Alex Lantier and Johannes Stern in WSWS report that the supposed Socialist Hollande is more to the right than his opponent Sarkozy, Sarkozy, Hollande Outline Right-wing Policies In French Presidential Debate. Conservative President Nicolas Sarkozy and Socialist Party (PS) challenger François Hollande faced off last night in the lone TV debate before the May 6 run-off election. Some 20 million people reportedly watched the event.
In a confused and argumentative debate, Hollande and Sarkozy both sought to win support from the financial elite on a program of social cuts, anti-immigrant racism, and continuing imperialist wars. Hollande in particular delivered a right-wing, anti-Muslim rant, apparently aiming to appeal to voters for the neo-fascist National Front (FN)—which received 18 percent of the vote in the April 22 first round.
This followed FN leader Marine Le Pen’s decision yesterday not to endorse Sarkozy, announcing that she would cast a blank ballot on Sunday. Le Pen’s call weakened Sarkozy, who trails Hollande with roughly 45 percent of the vote in most polls.

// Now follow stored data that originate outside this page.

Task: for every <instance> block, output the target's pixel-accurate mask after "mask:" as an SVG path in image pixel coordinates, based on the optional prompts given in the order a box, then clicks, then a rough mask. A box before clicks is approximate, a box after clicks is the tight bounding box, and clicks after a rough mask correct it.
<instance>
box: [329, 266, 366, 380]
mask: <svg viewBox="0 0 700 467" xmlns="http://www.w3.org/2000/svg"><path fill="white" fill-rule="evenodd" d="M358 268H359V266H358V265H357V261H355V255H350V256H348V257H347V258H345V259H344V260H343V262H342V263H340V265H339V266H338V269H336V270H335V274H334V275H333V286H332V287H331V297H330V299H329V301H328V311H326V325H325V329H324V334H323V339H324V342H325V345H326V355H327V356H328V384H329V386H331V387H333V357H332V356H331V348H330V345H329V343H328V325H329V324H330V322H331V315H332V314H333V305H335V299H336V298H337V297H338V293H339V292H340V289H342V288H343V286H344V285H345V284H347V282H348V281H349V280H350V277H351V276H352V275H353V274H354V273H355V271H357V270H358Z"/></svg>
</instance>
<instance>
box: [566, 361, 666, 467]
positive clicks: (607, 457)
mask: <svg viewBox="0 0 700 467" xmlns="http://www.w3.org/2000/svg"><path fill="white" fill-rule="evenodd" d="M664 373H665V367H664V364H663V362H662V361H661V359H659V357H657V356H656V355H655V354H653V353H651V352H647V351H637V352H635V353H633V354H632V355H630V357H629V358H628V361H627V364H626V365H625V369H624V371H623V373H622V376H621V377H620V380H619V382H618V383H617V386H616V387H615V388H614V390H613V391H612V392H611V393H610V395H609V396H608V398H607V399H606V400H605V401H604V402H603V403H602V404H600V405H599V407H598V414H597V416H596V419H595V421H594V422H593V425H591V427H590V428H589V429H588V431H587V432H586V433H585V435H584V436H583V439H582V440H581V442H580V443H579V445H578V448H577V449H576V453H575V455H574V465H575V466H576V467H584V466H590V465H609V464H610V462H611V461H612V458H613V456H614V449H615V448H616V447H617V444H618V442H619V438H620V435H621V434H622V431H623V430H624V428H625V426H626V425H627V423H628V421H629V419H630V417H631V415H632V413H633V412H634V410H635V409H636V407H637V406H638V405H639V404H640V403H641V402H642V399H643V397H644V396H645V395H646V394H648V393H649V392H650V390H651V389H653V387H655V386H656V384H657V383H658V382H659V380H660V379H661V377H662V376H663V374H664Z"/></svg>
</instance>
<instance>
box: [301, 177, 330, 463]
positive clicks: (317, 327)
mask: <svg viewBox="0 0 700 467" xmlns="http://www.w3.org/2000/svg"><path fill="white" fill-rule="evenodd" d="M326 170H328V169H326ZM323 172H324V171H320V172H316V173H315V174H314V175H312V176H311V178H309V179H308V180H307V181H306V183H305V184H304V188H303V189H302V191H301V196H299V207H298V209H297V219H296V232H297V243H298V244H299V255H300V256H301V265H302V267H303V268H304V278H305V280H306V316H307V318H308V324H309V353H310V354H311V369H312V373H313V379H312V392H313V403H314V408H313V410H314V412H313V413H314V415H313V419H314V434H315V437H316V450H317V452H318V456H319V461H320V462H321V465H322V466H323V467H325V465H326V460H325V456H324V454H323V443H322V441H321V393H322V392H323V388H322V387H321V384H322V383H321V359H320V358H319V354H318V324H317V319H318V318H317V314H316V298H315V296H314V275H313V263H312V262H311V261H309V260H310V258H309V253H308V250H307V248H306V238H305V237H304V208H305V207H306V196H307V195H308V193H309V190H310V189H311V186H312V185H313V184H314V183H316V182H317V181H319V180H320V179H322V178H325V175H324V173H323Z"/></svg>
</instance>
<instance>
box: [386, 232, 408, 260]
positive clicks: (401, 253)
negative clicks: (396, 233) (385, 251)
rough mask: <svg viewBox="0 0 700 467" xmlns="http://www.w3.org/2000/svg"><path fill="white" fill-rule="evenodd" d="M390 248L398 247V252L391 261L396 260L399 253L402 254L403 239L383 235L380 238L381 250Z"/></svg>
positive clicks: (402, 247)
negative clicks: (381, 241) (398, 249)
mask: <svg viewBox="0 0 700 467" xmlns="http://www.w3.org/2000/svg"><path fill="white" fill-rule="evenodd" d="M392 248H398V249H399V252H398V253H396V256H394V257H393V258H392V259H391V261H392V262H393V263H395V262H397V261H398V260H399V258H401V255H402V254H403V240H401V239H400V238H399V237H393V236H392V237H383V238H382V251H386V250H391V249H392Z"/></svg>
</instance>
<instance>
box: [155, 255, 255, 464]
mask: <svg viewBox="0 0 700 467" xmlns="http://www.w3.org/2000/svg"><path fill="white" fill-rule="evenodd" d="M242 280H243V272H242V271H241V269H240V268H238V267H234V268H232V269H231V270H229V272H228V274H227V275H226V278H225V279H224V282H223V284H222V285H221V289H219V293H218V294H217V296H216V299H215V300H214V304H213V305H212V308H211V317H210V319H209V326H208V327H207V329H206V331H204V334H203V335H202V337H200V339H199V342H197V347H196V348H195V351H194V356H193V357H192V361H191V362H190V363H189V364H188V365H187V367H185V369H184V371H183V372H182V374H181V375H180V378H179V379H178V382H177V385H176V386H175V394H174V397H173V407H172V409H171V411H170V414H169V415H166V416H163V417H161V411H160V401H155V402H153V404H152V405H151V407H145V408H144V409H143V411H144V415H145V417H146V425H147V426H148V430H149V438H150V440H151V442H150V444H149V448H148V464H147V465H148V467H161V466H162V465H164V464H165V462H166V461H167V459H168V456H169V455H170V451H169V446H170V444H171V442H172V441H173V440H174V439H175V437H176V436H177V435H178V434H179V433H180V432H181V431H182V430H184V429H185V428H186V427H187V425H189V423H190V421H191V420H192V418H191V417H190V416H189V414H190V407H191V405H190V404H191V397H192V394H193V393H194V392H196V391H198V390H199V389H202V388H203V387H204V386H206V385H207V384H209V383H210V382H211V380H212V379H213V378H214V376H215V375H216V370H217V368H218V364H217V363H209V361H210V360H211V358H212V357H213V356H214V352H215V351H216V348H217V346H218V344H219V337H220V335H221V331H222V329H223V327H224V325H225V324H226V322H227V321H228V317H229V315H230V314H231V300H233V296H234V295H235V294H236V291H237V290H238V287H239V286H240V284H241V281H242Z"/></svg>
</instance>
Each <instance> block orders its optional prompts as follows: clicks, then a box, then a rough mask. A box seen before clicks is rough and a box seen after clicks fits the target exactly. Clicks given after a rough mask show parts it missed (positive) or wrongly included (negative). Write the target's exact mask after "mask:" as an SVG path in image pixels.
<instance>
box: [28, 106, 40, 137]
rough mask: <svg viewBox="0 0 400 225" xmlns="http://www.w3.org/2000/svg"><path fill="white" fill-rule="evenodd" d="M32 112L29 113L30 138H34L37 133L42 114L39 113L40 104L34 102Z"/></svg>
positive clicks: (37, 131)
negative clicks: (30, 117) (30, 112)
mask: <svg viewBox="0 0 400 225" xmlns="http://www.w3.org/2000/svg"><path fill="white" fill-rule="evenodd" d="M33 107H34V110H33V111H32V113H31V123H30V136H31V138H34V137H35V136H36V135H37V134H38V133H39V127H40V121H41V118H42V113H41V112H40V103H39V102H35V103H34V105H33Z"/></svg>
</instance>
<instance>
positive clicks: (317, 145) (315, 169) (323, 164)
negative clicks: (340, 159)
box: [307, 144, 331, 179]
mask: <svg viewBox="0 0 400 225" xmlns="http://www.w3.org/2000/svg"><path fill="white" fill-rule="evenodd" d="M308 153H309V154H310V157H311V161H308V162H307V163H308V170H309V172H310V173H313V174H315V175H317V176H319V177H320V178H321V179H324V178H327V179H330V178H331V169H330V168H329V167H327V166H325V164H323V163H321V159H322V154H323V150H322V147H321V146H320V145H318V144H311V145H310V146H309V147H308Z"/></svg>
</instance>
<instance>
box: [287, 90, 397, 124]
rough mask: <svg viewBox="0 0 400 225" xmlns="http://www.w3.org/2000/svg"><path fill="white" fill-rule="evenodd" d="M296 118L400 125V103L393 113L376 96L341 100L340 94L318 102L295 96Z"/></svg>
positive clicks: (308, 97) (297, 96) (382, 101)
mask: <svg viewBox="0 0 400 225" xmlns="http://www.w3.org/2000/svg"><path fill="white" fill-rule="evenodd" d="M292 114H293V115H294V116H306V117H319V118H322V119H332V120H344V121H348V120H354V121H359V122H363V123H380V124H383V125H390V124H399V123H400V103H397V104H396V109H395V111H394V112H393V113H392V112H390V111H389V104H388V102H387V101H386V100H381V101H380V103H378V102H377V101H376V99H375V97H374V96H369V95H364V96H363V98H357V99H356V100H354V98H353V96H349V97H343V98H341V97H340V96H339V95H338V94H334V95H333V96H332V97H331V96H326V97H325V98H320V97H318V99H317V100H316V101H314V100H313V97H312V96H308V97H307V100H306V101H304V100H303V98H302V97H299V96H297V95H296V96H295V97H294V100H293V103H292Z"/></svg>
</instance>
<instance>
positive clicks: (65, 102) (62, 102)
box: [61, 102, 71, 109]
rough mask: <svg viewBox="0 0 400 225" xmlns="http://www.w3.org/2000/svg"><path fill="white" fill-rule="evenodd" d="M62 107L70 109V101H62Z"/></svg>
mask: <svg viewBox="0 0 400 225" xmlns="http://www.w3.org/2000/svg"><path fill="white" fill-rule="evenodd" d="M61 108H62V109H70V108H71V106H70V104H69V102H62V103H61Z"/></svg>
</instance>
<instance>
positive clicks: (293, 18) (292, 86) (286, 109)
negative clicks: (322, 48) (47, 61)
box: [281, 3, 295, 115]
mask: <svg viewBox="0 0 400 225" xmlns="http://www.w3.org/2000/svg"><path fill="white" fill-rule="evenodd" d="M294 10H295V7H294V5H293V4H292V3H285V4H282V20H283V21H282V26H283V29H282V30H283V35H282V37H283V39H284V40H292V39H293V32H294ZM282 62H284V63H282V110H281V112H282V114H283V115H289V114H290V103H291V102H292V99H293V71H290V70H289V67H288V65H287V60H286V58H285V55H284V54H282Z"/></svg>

Hollande stressed his commitment to repaying France’s debts to the banks and respecting the European stability pact, which imposes strict limits on European countries’ budget deficits. He called for €90 billion (US$118 billion) in yearly budget cuts, and indexing wage increases not on inflation but on France’s very low economic growth—a policy that would eat away workers’ purchasing power through inflation.
He also proposed various investment and subsidy measures for businesses, claiming that “things were changing” thanks to growing agreement on economic policies with European Central Bank (ECB) chief Mario Monti, and Spain’s right-wing government.
Harvey Organ writes According to the IMF European Banks are leveraged 26 to 1, and this data point is based on reported loans, the real leverage levels are likely much, much higher. These are a Lehman Brothers leverage levels. Furthermore, The European Banking system is over $46 trillion in size (nearly 3X total EU GDP). The European Central Bank’s (ECB) balance sheet is now nearly $4 trillion in size (larger than Germany’s economy and roughly 1/3 the size of the ENTIRE EU’s GDP). Aside from the inflationary and systemic risks this poses (the ECB is now leveraged at over 36 to 1). So we’re talking about a banking system that is nearly four times that of the US ($46 trillion vs. $12 trillion) with at least twice the amount of leverage (26 to 1 for the EU vs. 13 to 1 for the US), and a Central Bank that has stuffed its balance sheet with loads of garbage debts, giving it a leverage level of 36 to 1.